Multilayer Perceptron Classifier

MLP is a popular and efficient neural network model in the field of pattern recognition. MLP mimics the developing brain, the plasticity, and the storage of experiential knowledge, which is also known as learning processing. MLP is a multilayer network capable of multilevel information extraction through its hierarchical structure. MLP may also be seen as a multivariate probabilistic function or mapping of input features to outputs.

The MLP architectures proposed in this current research are shown in Figure 6. There are three main parameters needed for the design: (1) the number of hidden layers, (2) the number of neurons in each layer, and (3) the activation function.

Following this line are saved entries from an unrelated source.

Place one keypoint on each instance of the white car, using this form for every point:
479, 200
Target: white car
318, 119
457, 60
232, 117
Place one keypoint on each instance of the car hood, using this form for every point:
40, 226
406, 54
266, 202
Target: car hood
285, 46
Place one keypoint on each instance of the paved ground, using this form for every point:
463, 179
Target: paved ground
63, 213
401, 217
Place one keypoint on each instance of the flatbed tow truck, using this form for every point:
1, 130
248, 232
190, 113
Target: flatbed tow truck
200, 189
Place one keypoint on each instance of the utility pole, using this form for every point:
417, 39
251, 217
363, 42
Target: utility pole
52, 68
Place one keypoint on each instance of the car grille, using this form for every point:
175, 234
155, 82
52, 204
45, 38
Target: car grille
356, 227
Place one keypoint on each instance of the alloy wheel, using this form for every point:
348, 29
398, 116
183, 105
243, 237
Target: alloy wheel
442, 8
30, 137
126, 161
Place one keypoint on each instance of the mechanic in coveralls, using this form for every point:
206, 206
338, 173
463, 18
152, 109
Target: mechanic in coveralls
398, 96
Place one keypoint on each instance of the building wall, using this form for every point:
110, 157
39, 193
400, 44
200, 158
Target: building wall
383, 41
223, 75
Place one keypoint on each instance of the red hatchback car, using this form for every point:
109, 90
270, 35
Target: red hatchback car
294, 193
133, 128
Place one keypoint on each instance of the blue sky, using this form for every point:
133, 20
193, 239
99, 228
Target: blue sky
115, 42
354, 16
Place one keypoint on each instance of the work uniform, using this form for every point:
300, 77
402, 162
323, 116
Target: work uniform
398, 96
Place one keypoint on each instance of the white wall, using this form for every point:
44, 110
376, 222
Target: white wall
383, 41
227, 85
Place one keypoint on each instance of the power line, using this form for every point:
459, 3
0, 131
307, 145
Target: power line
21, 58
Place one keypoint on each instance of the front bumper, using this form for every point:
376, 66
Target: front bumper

With regard to choosing the number of hidden layers, we have a shallow design network. Our input features are highly representative, and we do not need a deep network to identify the complicated relations. With regard to choosing the number of neurons in each layer, we used a grid search method to find out the best parameter. In addition, we used ReLU as an activation function. ReLU reduced the probability of a vanishing gradient and is more computationally efficient. According to the design, the MLP is equipped with two hidden layers within each 12-neuron layer.

FIGURE 6.

Input features and proposed architecture in MLP.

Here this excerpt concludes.